Externe Partner

© Valeska Zepp

Gemeinsam kann man mehr bewegen. Daher ist es sinnvoll, sich Partner außerhalb der eigenen Einrichtung zur Unterstützung der Aktivitäten zu suchen. Neben den Eltern können dies auf der einen Seite die kommunalen Verwaltungen, Polizei, Verbände sein. Auf der anderen sind dies Nachbarn und örtliche Unternehmen oder Geschäfte.
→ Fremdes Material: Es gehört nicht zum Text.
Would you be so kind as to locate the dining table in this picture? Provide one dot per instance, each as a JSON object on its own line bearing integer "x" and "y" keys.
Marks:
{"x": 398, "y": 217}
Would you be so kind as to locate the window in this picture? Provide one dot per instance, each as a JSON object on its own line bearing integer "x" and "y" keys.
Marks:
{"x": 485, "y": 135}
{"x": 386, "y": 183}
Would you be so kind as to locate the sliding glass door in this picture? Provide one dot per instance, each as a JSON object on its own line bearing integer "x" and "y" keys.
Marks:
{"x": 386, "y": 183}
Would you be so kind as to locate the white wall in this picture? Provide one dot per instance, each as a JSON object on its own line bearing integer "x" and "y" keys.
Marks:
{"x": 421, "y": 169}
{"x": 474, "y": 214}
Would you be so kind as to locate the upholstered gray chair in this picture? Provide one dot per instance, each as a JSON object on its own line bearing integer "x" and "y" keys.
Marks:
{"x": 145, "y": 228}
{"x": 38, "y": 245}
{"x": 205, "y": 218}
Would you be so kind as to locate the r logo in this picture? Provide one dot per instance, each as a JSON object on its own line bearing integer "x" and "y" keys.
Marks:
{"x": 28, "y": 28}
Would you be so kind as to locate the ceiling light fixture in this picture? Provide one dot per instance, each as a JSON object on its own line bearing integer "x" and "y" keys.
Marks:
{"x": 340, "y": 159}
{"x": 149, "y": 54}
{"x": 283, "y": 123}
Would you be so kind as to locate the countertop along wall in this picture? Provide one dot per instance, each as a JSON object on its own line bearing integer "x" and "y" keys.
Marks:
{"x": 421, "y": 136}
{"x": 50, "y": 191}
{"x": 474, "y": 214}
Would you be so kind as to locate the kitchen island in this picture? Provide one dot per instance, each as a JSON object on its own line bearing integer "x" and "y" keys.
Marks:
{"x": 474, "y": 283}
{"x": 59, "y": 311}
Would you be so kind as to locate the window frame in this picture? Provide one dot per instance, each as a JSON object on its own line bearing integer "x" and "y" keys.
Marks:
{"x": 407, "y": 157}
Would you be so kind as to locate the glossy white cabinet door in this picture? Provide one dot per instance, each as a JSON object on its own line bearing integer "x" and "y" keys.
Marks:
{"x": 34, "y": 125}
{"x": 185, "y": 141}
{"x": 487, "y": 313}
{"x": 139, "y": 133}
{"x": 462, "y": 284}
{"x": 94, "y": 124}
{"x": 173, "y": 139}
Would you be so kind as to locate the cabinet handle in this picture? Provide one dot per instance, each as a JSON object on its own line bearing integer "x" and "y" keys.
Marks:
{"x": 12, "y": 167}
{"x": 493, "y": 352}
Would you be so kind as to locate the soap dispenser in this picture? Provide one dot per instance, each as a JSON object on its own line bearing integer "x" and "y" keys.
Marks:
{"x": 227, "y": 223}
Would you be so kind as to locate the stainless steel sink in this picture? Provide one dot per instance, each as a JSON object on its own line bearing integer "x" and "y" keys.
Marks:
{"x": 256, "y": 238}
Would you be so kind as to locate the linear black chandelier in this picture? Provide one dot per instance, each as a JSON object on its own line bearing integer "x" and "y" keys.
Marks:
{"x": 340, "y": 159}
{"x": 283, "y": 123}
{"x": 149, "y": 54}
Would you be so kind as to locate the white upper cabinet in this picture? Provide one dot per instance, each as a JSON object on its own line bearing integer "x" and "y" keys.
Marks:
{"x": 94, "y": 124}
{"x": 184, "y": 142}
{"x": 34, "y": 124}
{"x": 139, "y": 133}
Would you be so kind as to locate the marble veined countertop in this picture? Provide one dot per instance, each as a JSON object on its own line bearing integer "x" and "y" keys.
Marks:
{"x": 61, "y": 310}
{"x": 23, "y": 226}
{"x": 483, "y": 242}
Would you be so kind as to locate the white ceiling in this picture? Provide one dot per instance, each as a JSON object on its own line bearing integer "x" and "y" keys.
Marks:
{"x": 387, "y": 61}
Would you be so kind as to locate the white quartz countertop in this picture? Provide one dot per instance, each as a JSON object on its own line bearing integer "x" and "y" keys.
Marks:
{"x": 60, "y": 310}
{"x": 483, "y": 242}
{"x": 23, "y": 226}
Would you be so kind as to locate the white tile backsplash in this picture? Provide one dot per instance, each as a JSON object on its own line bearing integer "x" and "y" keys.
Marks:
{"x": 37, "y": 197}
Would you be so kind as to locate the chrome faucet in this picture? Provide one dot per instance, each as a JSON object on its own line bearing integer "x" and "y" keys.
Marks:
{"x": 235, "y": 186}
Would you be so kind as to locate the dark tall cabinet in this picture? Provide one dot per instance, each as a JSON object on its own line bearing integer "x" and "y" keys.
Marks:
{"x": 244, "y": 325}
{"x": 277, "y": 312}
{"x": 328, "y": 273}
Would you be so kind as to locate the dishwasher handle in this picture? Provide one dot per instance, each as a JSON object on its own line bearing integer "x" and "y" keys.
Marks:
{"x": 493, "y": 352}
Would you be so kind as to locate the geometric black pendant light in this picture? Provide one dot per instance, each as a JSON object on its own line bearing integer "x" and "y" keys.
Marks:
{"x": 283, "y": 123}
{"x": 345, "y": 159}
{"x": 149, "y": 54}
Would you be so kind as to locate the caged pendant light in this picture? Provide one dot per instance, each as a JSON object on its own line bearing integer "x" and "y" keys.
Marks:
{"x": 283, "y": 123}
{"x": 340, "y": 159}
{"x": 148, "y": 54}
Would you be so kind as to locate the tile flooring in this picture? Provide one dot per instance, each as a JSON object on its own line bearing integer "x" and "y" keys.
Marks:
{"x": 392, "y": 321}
Vertreter der Kommunalverwaltung können gezielt zu Verkehrsfragen, die die Umgebung der Kita betreffen, Auskunft geben. Sie sollten unbedingt bei allen geplanten Aktionen im Umfeld der Kita hinzugezogen werden. Mögliche Ansprechpartner sind das Tiefbauamt, das Verkehrsamt, das Umweltamt, aber auch das Kinder- und Jugendamt. In Landkreisen sind diese zum Teil bei den Kreisverwaltungen angesiedelt.

Die Polizei ist ein hilfreicher Ansprechpartner bei allen Fragen zur Verkehrssicherheit und Verkehrserziehung. Häufig gibt es speziell ausgebildete Beamte, die für die Arbeit in Kitas und Schulen zur Verfügung stehen.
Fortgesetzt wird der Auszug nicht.